There are many relevant articles at Towards Data Science, I won’t take deep dive into technical details. The most important thing for me is the fact, that with DL, the modifiability of images became a new advanced level. Suitable for artistic use. Dangerous because of DeepFake misuse.

My coverage of this topic (Friend-Link):

7. StyleGAN trained on paintings

What’s this about: _C0D32_ over at reddit trained StyleGAN on 24k Artwork Dataset from kaggle. With his modified code, new artworks in various styles are produced. Here’s how it works:

StyleGAN generates original artworks with pre-trained artistic styles.

Try it out: Google Colab Notebook.

Interesting thing: even if you get countless unique artworks with this model, with some knowledge of art history you can suppose, which styles, art movements or even artists are shimmering through the new images.

Two generated images versus “Las Meninas”, by Diego Velázquez

Or mimesis of pointillist art.

Generated image versus Georges Seurat (right image)

My coverage of this topic, including more images and analysis (Friend-Link):

8. pix2pix: Image to image translation.

What’s about this: pix2pix was developed by Phillip Isola et al., and gone viral at the latest 2017. The image translation, done by Conditional Adversarial Networks, allowed to render human-made doodles to photo-realistic (or somehow in this kind) images. Watch this famous Two Minutes Paper by Karoly Zsolnai-Feher for summary:

Papers: on the Pix2Pix website you can find documents, papers, examples, and demonstration of this method (GitHub / Paper)

Try it out: Christopher Hesse provided the live TensorFlow demonstration for pix2pix. You can “translate” your doodles of cats, facades, and other things into “photo-realistic” images.

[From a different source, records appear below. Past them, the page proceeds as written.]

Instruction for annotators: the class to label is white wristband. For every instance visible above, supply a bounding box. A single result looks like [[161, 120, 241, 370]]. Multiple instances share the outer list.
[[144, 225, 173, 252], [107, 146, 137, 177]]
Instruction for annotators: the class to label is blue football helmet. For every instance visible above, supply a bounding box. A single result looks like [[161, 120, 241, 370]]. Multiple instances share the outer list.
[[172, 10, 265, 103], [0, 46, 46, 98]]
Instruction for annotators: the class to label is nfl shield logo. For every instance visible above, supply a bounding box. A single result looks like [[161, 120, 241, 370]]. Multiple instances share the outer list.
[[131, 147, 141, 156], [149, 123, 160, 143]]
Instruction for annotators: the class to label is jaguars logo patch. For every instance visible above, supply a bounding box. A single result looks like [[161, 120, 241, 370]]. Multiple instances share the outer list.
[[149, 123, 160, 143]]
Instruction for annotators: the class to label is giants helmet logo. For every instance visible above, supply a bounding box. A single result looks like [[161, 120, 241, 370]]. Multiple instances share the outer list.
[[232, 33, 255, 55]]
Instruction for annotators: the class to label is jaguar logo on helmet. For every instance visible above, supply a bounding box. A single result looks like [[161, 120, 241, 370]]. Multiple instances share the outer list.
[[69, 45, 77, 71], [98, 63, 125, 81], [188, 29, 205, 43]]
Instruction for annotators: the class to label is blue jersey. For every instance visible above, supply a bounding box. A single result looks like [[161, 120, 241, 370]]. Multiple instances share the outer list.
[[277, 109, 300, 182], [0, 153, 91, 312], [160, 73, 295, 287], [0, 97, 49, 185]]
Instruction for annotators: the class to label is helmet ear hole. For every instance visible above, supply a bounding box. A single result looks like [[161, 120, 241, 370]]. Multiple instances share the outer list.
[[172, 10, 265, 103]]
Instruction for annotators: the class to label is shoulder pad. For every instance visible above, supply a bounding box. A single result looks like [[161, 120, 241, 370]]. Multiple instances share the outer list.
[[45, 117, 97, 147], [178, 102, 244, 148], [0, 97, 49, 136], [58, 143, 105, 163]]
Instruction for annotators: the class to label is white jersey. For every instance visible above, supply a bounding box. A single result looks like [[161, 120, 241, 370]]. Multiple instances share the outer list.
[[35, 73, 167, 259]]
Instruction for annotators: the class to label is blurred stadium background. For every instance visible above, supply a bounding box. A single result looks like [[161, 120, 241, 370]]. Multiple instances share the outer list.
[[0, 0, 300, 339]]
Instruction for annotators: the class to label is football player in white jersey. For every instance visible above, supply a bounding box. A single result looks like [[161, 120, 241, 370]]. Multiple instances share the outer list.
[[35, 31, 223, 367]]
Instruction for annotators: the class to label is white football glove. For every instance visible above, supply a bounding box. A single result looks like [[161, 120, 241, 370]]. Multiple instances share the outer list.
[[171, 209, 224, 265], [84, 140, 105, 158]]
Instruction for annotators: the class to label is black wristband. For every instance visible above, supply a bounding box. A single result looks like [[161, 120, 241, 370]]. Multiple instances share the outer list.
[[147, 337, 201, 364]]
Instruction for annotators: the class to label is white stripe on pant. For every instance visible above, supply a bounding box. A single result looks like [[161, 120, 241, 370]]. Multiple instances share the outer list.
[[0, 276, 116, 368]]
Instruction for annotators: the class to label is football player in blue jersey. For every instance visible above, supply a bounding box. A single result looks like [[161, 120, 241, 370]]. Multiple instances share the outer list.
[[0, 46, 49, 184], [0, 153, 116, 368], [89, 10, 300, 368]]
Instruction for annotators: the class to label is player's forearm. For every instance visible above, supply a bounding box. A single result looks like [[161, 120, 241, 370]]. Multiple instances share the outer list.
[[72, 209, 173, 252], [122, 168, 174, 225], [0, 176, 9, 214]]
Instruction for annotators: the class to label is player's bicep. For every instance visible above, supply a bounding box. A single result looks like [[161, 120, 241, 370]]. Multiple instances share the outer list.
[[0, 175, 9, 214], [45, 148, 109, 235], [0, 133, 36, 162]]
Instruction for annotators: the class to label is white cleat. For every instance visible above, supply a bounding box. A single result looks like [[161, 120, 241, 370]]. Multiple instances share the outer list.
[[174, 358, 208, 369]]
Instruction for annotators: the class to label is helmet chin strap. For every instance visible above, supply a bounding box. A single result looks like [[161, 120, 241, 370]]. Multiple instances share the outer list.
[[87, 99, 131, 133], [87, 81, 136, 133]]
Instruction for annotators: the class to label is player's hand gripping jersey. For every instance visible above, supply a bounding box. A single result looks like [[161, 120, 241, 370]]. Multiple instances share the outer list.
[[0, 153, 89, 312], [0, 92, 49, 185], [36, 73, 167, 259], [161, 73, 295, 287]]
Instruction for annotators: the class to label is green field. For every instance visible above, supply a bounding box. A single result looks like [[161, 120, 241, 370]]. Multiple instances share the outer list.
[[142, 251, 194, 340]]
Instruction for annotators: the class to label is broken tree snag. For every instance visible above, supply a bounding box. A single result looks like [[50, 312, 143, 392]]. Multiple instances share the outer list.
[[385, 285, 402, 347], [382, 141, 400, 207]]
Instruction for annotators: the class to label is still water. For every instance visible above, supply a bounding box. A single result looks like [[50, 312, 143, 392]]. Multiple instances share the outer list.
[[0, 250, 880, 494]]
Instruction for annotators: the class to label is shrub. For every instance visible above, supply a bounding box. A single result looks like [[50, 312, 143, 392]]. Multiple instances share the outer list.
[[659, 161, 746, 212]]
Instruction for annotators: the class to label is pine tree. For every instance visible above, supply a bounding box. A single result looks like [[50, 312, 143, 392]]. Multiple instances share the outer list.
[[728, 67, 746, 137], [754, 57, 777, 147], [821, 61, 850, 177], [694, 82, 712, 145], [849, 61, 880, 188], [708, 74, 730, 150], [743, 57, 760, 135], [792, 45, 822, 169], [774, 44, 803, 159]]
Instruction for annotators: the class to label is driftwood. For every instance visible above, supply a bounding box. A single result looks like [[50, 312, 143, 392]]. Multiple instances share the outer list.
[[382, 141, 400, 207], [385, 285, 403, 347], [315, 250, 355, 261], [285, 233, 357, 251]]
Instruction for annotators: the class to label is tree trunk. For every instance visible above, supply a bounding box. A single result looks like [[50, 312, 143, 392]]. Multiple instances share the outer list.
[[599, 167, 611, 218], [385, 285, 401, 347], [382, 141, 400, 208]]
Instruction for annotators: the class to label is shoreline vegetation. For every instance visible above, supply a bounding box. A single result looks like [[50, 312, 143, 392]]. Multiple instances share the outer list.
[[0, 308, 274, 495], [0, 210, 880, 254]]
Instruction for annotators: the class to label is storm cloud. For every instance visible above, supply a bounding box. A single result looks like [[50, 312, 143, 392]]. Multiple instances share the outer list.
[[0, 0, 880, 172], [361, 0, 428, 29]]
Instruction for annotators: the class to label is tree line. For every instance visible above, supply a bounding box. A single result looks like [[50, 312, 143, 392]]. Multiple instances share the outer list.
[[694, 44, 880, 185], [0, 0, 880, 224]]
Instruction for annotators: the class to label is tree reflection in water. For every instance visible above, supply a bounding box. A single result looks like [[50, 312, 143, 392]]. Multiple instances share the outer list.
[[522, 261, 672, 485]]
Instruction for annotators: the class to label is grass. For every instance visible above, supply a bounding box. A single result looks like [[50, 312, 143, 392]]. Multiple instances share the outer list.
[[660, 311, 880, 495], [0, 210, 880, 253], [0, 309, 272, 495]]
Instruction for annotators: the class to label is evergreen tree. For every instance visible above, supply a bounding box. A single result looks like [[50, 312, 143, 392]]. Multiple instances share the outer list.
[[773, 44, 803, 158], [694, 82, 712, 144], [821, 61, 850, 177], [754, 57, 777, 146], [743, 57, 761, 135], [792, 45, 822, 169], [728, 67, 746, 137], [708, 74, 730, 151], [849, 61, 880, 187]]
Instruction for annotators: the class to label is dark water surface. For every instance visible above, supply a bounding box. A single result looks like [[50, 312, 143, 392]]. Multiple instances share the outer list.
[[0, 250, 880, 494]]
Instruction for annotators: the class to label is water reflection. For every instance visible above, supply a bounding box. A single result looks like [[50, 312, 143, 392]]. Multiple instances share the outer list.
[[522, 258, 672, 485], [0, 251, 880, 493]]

pix2pix is trying the best from my amateurish doodling of a cat.

It was surely way more than just funny sketch translation: with pre-defined settings, you can transform an aerial photo to a map, a daylight photo to a night view etc. Conditional Adversarial Networks detect the patterns and translate them to the demanded topics (you have to define your target image task). Networks are trained on specific labeled image datasets.

NVidia brought this method to another level with GauGAN — one of the experiments in their AI Playground. You can drive sketches using segmentation: every color is applied to a specific object or material. After translation new image is generated (with CycleGAN-alike possibility to switch between various visual features):

Image, doodled by my daughter for our AI-driven fairy tale book.

9. pix2pix, face2face, DeepFake and Ctrl+Shift+Face

Deep Learning world is full of experimentation. People think out of the box and that’s the most inspiring thing about DL specifically and AI in general. Gene Cogan experimented with dynamic pix2pix: in this case, the source was not a sketch, but webcam (his face) and the target was trained on Trump photos:

These experiments inspired researches (in this case: Dat Tran) to face2face:

The principle is smart:

1. face2face model learns facial features / landmarks
2. It scans webcam input on facial features
3. It finally translates it into another face

Another frontier of the post-truth epoch is reached — now we can modify not only images, but also moving pictures. Like AR applications on popular messaging apps, AI interprets the video footage and modifies it, in perfect ways.

Artists like Ctrl+Shift+Face perfected this method to an unbelievable level: he switched playful faces of actors in cult movies with the help of face2face. Like here: “Shining” with Jim Carrey. Side by side comparison shows you how well can even the fine psychological play be translated.

Such implementation bear manifold possibilities within:

Filmmakers can experiment with actors before the audition. They can also localize movies for better lip-synchronization in various languages, as Synthesia did with David Beckham.

Now imagine these possibilities for international video conferencing using AI-driven language translation and speech synthesis.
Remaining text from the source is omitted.